Tricyclic antidepressant (TCA) doses in these studies were between 12.5 and 50 mg/day. This is typical for pain treatment but below the usual antidepressant dosage, which is probably why TCAs reduced pain but not depression in this population. Selective serotonin reuptake inhibitors (SSRIs) and serotonin-norepinephrine reuptake inhibitors (SNRIs) were used at the usual therapeutic dosages for treating depression, but only SNRIs appeared to reduce depression symptoms.

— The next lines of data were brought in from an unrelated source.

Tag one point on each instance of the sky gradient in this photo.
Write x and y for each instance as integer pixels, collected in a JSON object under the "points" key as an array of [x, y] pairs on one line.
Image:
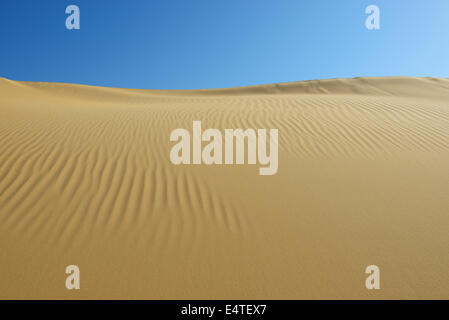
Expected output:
{"points": [[214, 44]]}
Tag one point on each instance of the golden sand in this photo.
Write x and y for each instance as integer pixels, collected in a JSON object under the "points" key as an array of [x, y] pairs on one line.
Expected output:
{"points": [[363, 178]]}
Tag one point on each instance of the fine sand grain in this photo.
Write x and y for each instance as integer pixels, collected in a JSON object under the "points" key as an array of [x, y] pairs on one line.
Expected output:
{"points": [[363, 178]]}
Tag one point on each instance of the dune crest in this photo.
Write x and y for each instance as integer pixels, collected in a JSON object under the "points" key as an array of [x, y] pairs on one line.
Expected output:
{"points": [[86, 179]]}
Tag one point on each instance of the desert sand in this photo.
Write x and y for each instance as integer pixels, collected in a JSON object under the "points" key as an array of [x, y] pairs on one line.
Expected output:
{"points": [[363, 178]]}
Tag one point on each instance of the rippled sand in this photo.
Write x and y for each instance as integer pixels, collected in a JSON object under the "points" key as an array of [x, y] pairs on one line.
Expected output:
{"points": [[86, 179]]}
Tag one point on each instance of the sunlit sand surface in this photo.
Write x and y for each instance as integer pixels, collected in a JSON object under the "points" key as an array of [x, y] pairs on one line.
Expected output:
{"points": [[363, 178]]}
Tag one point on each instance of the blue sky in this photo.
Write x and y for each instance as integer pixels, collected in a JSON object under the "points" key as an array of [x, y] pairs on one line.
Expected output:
{"points": [[193, 44]]}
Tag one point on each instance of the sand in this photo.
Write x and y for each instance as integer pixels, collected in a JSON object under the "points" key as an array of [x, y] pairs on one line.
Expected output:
{"points": [[363, 178]]}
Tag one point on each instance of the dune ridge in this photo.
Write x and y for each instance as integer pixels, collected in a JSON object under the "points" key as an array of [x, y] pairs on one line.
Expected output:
{"points": [[85, 178]]}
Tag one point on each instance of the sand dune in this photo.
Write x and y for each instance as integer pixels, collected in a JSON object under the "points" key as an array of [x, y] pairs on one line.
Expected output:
{"points": [[363, 178]]}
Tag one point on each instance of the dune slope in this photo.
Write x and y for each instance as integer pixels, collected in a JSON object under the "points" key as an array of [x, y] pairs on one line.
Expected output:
{"points": [[85, 179]]}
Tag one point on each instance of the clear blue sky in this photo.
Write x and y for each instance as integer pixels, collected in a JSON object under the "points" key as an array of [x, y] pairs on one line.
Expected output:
{"points": [[187, 44]]}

Three drugs are approved by the US Food and Drug Administration to treat FMS: pregabalin (Lyrica), duloxetine (Cymbalta), and as of January 2009, milnacipran (Savella). In a review of fibromyalgia, Stanford suggests that the sedating anticonvulsant pregabalin be considered first when pain and insomnia are major issues for a patient.2 Patients with prominent depression or who are sensitive to sedating agents might be considered for duloxetine or the newer SNRI milnacipran. The latter is approved as an antidepressant in many countries but not in the United States. Milnacipran has many of the same risks and side effects, including hypertension, as duloxetine. Other medications that have been tried in FMS patients include amitriptyline (Elavil and others), gabapentin (Neurontin and others), tramadol (Ultram and others), fluoxetine (Prozac and others), and venlafaxine (Effexor and others).2
There are few data on the long-term safety and efficacy of medications for FMS, yet patients are apt to be treated for years. Häuser et al suggest periodic reevaluation of the benefits and adverse effects in each patient.
Both Häuser et al and Stanford urge the setting of realistic goals for FMS patients. In FMS the goal is symptom reduction, not cure. In addition, Stanford recommends cognitive behavioral therapy—incorporating relaxation, coping skills, and cognitive training—as well as exercise and lifestyle changes.
FMS is a chronic disorder. New medications, combined with behavioral approaches, can offer some relief.
1Häuser W, Bernardy K, Üçeyler N, Sommer C: Treatment of fibromyalgia syndrome with antidepressants: A meta-analysis. JAMA 2009;301:198-209.
2Stanford SB: Fibromyalgia: Psychiatric drugs target CNS-linked symptoms. Current Psychiatry 2009;8:37-50.